美肌づくりのためには、「豚バラしいたけ」



豚バラしいたけ 食物繊維の豊富なしいたけは、香りと厚みが凝縮された「原木しいたけ」が出まわるチャンス。年中出回る「菌床」とは別格の味。美肌効果を高めるため、ビタミンB1、B2をたっぷり含む豚バラを合わせました。ジューシーさがたまらない一品です。

【焼き方】

(1)しいたけは、濡れた布巾でやさしく拭いて汚れを落とす。水洗いは厳禁。石づきを切り取る。豚バラをクルクルと巻き、しいたけの内径の太さにしてギュッと押し込む。軽く塩を振る。

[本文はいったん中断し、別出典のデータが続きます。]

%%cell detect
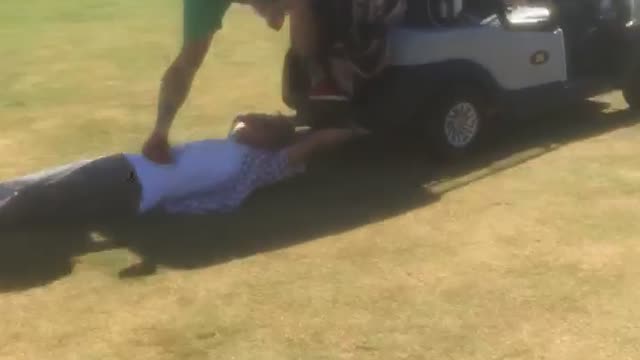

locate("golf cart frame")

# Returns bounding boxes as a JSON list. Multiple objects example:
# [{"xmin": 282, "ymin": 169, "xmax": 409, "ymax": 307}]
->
[{"xmin": 283, "ymin": 0, "xmax": 640, "ymax": 158}]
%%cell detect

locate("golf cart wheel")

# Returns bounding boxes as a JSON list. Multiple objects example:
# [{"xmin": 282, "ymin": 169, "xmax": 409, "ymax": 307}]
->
[{"xmin": 426, "ymin": 90, "xmax": 488, "ymax": 160}]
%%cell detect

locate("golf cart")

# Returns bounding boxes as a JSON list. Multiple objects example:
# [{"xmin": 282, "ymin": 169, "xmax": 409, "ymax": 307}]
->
[{"xmin": 283, "ymin": 0, "xmax": 640, "ymax": 158}]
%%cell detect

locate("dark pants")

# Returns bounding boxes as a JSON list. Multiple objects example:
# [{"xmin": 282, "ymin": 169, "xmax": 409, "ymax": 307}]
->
[{"xmin": 0, "ymin": 154, "xmax": 141, "ymax": 230}]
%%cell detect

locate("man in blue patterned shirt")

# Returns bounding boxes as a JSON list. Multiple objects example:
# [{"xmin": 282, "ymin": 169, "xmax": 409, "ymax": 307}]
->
[{"xmin": 0, "ymin": 114, "xmax": 366, "ymax": 229}]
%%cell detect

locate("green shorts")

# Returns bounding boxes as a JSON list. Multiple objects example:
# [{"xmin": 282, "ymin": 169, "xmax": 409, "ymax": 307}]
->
[{"xmin": 182, "ymin": 0, "xmax": 231, "ymax": 43}]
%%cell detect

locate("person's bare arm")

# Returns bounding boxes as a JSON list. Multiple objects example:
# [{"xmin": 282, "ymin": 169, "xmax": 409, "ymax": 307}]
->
[
  {"xmin": 142, "ymin": 34, "xmax": 213, "ymax": 164},
  {"xmin": 286, "ymin": 127, "xmax": 368, "ymax": 166}
]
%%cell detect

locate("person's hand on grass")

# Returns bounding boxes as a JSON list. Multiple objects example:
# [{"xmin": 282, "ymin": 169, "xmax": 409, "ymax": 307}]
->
[{"xmin": 142, "ymin": 132, "xmax": 173, "ymax": 164}]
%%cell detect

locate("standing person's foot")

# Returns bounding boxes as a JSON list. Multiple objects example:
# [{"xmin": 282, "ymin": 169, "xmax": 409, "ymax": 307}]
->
[
  {"xmin": 142, "ymin": 131, "xmax": 173, "ymax": 164},
  {"xmin": 309, "ymin": 80, "xmax": 349, "ymax": 101}
]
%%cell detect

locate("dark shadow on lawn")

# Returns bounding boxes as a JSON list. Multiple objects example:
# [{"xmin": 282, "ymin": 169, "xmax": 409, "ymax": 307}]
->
[{"xmin": 0, "ymin": 102, "xmax": 636, "ymax": 292}]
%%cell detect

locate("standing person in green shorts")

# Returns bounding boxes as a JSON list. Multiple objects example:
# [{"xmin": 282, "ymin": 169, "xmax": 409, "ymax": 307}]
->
[{"xmin": 142, "ymin": 0, "xmax": 313, "ymax": 164}]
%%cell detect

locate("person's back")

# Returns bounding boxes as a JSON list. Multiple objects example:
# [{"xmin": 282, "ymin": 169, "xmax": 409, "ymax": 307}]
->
[{"xmin": 125, "ymin": 139, "xmax": 251, "ymax": 212}]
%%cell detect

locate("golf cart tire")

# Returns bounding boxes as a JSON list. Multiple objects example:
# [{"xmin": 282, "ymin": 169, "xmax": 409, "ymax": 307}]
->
[{"xmin": 426, "ymin": 87, "xmax": 490, "ymax": 162}]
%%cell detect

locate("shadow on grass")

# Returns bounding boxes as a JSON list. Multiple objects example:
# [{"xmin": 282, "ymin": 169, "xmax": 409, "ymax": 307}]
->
[{"xmin": 0, "ymin": 102, "xmax": 636, "ymax": 292}]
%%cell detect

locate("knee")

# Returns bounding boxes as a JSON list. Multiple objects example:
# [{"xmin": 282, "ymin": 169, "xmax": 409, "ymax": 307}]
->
[{"xmin": 165, "ymin": 38, "xmax": 211, "ymax": 77}]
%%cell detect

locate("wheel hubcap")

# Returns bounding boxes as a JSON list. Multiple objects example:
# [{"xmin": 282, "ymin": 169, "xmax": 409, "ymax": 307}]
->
[{"xmin": 444, "ymin": 102, "xmax": 480, "ymax": 148}]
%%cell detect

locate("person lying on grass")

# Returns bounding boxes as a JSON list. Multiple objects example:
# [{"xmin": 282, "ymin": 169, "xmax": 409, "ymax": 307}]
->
[{"xmin": 0, "ymin": 114, "xmax": 366, "ymax": 230}]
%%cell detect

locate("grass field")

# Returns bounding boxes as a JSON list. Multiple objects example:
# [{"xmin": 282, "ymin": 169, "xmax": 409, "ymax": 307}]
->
[{"xmin": 0, "ymin": 0, "xmax": 640, "ymax": 360}]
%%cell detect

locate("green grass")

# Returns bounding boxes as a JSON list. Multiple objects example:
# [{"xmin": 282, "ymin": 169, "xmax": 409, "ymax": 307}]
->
[{"xmin": 0, "ymin": 0, "xmax": 640, "ymax": 360}]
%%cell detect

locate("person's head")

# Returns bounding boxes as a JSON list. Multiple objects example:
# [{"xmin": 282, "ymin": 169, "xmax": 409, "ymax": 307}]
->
[
  {"xmin": 231, "ymin": 114, "xmax": 296, "ymax": 150},
  {"xmin": 238, "ymin": 0, "xmax": 290, "ymax": 31}
]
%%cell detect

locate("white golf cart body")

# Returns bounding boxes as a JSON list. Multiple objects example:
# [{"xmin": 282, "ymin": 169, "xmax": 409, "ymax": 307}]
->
[
  {"xmin": 283, "ymin": 0, "xmax": 640, "ymax": 158},
  {"xmin": 391, "ymin": 8, "xmax": 567, "ymax": 90}
]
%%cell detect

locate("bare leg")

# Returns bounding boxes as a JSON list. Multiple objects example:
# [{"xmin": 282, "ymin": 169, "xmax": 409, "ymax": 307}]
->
[{"xmin": 142, "ymin": 34, "xmax": 213, "ymax": 163}]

(2)トースターの強で5~7分程度焼く。豚肉に火が通れば良い。レモン汁をかけて食べる。

季節の変わり目の美容対策「焼きアボカドのグラタン」



 最後に、秋野菜ではないですが、焼くともっと美味しくなる果物「アボカド」をご紹介。アボカドは栄養価が高く、美容効果もバツグンですから是非お試しを!あまりの美味しさにほっぺが落ちちゃいます。

【焼き方】

(1)アボカドを半分に切り、種を除く。表面にレモン汁を塗る。カニ缶の中身を取り出し、マヨネーズとコショウで軽く味付けし、くぼみにたっぷり入れる。

(2)トースターの強で15分程度焼く。表面がきつね色になればOK。醤油を垂らして食べる。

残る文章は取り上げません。